The book is full of such sarcastic reasoning that transform our hero in a mighty defender of the survival of his “race”, forever fighting against that hostile female society that assaults him with their bodies when he finds himself in the middle of a feminist demonstration, that sends him penises which he is forced to hide in his office at university or that blackmails him with suicide attempts when he refuses to deliver.

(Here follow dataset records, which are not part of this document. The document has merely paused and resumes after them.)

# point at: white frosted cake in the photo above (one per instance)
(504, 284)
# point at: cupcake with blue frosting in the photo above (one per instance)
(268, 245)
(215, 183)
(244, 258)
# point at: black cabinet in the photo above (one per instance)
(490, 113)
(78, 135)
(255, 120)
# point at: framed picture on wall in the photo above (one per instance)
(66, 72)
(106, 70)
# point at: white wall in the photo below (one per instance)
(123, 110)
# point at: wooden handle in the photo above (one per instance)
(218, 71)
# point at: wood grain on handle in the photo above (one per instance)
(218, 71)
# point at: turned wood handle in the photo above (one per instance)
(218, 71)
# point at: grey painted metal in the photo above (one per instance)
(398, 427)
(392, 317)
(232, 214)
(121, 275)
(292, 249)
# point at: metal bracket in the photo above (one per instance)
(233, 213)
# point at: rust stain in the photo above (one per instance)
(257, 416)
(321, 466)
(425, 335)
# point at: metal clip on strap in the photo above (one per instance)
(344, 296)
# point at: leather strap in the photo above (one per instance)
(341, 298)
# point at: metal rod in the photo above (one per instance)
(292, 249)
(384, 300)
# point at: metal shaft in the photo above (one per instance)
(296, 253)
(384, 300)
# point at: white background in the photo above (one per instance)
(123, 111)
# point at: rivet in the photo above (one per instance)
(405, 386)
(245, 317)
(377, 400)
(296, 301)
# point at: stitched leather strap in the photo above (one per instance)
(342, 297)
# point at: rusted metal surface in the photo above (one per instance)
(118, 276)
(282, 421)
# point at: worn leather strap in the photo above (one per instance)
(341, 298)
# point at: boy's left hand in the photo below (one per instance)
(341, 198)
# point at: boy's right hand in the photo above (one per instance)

His last act of bravery, described in one of the most brilliantly ironic pages of the novel that ends the story in a major (although not, and this is part of its brilliancy, solemn) key, is his refusal, after learning from his physician that his condition doesn’t have a psychological but a physical explanation (a lack of hormones or something like that), to be cured, for it would mean re-enter the enemy territory he finally was able to escape from:

Jake did a quick run-through of women in his mind, not of the ones he had known or dealt with in the past few months or years so much as all of them: their concern with the surface of things, with objects and appearances, with their surroundings and how they looked and sounded in them, with seeming to be better and to be right while getting everything wrong, their automatic assumption of the role of injured party in any clash of wills, their certainty that a view is the more credible and useful for the fact that they hold it, their use of misunderstanding and misrepresentation as weapons of debate, their selective sensitivity to tones of voice, their unawareness of the difference in themselves between sincerity and insincerity, their interest in importance (together with noticeable inability to discriminate in that sphere), their fondness for general conversation and directionless discussion, their pre-emption of the major share of feeling, their exaggerated estimate of their own plausibility, their never listening and lots of other things like that, all according to him. So it was quite easy. 'No thanks,' he said.


Although not in the same league with Lucky Jim, whose sparkle is quite inimitable, Jake’s Thing is altogether worth reading (in any chapter order you may prefer J), be it only for the funnily desperate way in which it desecrates the androgyne myth.